All this is on my mind as we leave our car in a parking building just around the corner from the cathedral. “Be sure your wallet is secure here,” I say. “Thieves have been hanging around here for almost 1000 years.” On the square in front of the church I see the restaurants and souvenir shops and think again that people have been selling food and souvenirs here for nearly ten centuries.

All that dry description in books of the amazing heights the builders achieved with everything pointing toward heaven to remind the peasants of God’s glory fail to prepare you for the real thing.

Our eyes are drawn upward to the vaulted ceilings. I think it would be impossible not to be inspired, looking up in this vast hushed space in which our steps echo even though hundreds of people walk silently around us.

Many people are barefoot, walking the labyrinth in prayer, as did pilgrims in the Middle Ages, symbolizing Jesus’ pilgrimage to Jerusalem.

The stained-glass windows seem more accessible here than at Notre Dame.
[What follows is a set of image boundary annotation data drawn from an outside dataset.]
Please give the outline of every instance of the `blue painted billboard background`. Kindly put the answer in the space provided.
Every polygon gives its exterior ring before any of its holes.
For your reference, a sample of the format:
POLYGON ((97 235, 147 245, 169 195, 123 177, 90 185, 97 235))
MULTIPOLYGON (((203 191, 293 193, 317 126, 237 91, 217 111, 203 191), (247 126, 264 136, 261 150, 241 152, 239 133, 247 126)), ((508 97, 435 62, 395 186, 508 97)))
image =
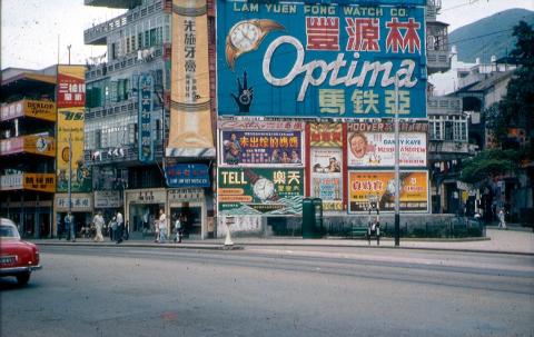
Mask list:
POLYGON ((218 113, 390 118, 397 73, 399 116, 426 118, 425 9, 392 2, 219 0, 218 113))

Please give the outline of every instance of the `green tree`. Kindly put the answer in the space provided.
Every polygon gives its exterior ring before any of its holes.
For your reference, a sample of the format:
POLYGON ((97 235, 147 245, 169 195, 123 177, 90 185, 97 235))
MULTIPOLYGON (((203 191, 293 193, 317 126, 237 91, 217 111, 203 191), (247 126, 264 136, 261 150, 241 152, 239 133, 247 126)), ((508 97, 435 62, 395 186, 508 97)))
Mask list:
POLYGON ((522 151, 490 149, 481 151, 473 158, 463 161, 459 180, 467 184, 477 184, 517 170, 522 151))

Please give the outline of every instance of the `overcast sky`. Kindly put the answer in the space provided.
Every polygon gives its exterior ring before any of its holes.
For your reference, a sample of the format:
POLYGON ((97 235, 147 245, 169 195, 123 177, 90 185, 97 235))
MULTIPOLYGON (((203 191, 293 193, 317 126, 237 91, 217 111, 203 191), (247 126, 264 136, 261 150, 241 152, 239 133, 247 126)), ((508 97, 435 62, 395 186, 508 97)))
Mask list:
MULTIPOLYGON (((464 24, 511 8, 534 10, 533 0, 443 0, 438 20, 449 32, 464 24)), ((68 62, 86 63, 101 48, 83 44, 83 30, 123 12, 83 6, 83 0, 1 0, 1 68, 42 69, 68 62)))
I am ashamed to confess that I have often not been able to grasp the artistry, craftsmanship, inventiveness and intellect of these people of previous centuries, as if they were not as bright or capable as we of the modern world are. Looking at these exquisite creations I am aware of how far off the mark my thinking has been. I can hardly take my eyes off beautiful “Chartres blue” glass, made by master stained glass makers in the twelfth century. The colors are so rich, so clear and bright - but those words are inadequate.

After we’ve walked around the perimeter, stood in the transept, and peeked in the beautiful side chapels, including the one that holds Mary’s veil, Bernie and I seek out walls and columns that have not been restored, like this column with a small chunk out of the base. We touch the surface, here worn to a silky texture by the thousands of hands that have traced along the circle of marble.

We feel we’re connected to those men and women. They lived out their lives as peasants or kings, believers or power-seekers, eager to do God’s will or to bend God to their purposes, but they all came to Chartres, and now we have come.